Пишут. Скрипят. Прилежная многорукая рабыня. Он посмотрел на спасённого им Сидоревича: тот ковырялся в ухе. Заметил его беспощадные глаза, неохотно взял ручку. Зачеркал, мучая мерзкие свои прыщи.
«Ай! Я не знаю, что писать!» — захныкала, вылепив из губ розовое пирожное, Каштанка, что сидела перед ним. Бросила ручку — и почему школьные ручки так дребезжат, падая на стол? — плоско, пусто, подленько. Бросила, отвернулась, а у самой уже целая страница готова. Не знает она… Всё они знают, эти несовершеннолетние совершенства.
Заскрипели, притихли, засопели.
2.
Больше всего в школе его удивило, что он снова стал Олегом Ивановичем. Как же легко делает карьеру твоё собственное имя. Школа — учреждение для нищих аристократов, работаешь за копейки, зато каждый день имеешь приставку-отчество, не хуже чем «фон», и на её фоне кажешься себе не таким уж и мизерным. Здравствуйте, Идальго Иванович, как ваши дела, Орех Бонвиванович, пожалуйста, Морпех Бананович, не ставьте мне пять.

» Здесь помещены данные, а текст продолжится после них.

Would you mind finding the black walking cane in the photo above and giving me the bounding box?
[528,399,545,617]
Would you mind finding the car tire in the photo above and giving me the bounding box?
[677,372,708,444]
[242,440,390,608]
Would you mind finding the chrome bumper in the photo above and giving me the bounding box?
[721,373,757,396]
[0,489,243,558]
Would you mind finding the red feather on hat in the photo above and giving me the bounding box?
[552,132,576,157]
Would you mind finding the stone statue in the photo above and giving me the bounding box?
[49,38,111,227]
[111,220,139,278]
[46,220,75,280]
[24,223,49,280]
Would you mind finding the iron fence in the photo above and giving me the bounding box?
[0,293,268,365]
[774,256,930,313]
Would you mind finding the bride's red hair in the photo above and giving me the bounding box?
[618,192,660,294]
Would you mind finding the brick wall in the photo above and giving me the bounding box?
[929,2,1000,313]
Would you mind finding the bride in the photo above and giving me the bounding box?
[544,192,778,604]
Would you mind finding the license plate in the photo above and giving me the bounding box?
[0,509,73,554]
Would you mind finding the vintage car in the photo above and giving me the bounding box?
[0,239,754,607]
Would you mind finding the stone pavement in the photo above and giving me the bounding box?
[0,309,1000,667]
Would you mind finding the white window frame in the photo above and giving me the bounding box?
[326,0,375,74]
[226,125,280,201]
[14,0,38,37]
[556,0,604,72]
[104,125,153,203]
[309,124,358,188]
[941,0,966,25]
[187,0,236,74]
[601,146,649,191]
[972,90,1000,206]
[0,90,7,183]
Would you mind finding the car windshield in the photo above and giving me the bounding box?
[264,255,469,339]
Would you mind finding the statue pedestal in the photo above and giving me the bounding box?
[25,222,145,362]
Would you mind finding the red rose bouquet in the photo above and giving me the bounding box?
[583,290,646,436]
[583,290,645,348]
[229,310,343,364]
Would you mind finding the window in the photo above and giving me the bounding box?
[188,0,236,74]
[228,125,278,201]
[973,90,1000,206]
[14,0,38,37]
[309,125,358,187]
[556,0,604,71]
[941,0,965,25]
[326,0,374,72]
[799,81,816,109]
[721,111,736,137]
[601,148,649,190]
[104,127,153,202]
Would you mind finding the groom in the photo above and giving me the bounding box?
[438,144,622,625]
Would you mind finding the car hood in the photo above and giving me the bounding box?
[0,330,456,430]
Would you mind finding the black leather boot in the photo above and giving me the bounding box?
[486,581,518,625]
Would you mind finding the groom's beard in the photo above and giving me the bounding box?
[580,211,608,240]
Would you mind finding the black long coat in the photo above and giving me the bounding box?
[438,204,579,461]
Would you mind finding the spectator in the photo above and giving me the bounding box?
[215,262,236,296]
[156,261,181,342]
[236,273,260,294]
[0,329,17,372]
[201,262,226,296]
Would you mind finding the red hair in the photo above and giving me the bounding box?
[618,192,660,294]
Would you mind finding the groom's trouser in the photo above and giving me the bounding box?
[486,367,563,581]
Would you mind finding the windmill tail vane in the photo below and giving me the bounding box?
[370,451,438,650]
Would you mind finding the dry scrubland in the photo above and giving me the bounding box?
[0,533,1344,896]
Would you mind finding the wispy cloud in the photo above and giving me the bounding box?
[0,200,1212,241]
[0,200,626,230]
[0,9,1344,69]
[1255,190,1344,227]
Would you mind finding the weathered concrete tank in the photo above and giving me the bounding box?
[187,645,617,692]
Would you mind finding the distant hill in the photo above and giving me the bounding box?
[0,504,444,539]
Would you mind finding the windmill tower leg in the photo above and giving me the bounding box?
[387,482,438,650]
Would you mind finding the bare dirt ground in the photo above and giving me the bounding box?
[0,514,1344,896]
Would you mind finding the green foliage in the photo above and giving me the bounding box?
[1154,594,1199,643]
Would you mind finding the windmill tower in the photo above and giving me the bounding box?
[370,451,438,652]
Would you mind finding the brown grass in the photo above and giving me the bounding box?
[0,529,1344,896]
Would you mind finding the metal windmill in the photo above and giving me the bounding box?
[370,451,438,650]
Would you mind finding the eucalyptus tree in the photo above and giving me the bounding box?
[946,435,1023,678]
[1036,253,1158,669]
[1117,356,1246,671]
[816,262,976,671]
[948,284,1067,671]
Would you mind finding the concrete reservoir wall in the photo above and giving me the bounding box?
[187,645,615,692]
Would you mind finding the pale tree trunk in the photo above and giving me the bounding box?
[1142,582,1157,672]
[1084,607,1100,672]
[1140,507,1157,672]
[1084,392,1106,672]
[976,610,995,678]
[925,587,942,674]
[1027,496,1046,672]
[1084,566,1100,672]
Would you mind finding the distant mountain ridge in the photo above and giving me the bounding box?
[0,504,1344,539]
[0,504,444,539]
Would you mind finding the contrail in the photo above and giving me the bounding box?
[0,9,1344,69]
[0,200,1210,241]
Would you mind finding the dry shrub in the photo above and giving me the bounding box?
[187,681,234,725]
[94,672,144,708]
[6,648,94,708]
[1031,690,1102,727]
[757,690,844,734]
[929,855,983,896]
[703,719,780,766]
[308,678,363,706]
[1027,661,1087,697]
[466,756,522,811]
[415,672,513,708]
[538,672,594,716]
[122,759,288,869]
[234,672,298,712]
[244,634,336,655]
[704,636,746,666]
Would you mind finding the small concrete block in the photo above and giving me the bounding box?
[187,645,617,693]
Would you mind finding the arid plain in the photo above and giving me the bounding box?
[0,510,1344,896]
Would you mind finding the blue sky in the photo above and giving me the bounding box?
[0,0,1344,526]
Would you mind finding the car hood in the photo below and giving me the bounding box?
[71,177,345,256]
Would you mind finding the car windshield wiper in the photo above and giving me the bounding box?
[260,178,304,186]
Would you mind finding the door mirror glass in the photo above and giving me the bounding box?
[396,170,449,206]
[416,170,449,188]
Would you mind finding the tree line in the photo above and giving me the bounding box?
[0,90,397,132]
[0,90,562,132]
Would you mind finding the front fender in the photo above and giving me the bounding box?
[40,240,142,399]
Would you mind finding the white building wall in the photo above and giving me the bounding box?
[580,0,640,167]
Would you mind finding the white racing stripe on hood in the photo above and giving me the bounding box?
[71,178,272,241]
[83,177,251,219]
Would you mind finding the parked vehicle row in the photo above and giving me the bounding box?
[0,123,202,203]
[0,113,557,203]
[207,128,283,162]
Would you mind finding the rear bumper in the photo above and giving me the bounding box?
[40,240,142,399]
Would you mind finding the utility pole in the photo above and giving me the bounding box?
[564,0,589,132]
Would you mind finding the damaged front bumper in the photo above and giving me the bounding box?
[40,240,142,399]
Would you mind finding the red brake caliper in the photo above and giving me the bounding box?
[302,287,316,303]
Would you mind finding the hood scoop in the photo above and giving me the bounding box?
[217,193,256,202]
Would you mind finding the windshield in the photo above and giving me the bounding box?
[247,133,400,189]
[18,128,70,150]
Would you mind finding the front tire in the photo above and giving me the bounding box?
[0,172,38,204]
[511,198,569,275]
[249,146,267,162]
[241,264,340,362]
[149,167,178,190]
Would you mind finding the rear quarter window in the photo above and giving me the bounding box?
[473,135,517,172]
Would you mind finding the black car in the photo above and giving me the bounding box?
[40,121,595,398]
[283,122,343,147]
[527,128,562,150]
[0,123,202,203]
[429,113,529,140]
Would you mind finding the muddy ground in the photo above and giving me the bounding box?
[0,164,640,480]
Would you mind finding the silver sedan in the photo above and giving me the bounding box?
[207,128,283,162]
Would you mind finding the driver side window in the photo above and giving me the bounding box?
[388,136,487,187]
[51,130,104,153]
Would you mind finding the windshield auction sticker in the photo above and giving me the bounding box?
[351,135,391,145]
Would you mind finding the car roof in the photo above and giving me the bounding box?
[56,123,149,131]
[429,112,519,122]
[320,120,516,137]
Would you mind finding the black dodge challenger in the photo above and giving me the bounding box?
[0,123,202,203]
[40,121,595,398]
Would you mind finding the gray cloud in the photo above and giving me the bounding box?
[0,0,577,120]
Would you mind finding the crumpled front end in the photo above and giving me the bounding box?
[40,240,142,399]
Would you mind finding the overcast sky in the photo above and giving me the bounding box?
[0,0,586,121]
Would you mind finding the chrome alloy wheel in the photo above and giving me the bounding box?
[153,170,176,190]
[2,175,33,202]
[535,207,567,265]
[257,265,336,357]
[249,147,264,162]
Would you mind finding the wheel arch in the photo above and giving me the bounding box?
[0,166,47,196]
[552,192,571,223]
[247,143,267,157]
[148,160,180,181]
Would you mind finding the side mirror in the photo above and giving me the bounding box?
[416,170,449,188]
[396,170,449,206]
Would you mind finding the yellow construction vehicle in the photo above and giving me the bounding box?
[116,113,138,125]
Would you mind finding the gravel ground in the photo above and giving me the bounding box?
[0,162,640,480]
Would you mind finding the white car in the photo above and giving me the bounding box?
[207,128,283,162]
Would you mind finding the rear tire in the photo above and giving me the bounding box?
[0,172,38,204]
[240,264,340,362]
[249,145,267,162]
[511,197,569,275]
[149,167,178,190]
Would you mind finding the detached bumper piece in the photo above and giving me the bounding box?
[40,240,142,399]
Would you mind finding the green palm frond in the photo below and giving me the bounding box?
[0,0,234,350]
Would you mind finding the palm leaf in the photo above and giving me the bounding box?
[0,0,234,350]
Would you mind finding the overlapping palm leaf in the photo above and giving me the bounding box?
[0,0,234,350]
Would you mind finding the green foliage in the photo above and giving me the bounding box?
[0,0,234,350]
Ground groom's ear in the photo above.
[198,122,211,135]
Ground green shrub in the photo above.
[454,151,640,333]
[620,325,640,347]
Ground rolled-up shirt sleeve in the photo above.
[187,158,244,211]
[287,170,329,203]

Он вёл уроки, как врач: не позволял себе крика, не сюсюкал, не жаловался и не жалел. Просто делал свою работу. Со своими учениками он заключил неписаный договор — с ним они говорят по-белорусски, кто как умеет, но вроде бы по-белорусски, а он не поправляет и не снижает за язык оценок. Они, конечно, не умели, они были из того поколения, для кого белорусский был скорее вторым иностранным, чем модным да полуродным, но потихоньку игра их захватила. Возможно, они его даже любили и немного жалели — как и полагается пациентам нервного, усталого, но хорошего и внимательного врача, который взялся за безнадёжное дело. Они знали, что ему их не излечить. Но он лечил, как будто ему и правда всё это было важно.
Ему? Важно? Да плевать он хотел. И на них, и на их родителей. Работа нужна, чтобы оплачивать удовольствия. А удовольствий в его жизни осталось немного. Вики, виски, Вильнюс — вот и весь набор. Эту триаду можно было воспринимать как veni, vidi, vici или как Kinder, Küche, Kirche, в зависимости от настроения и обстоятельств.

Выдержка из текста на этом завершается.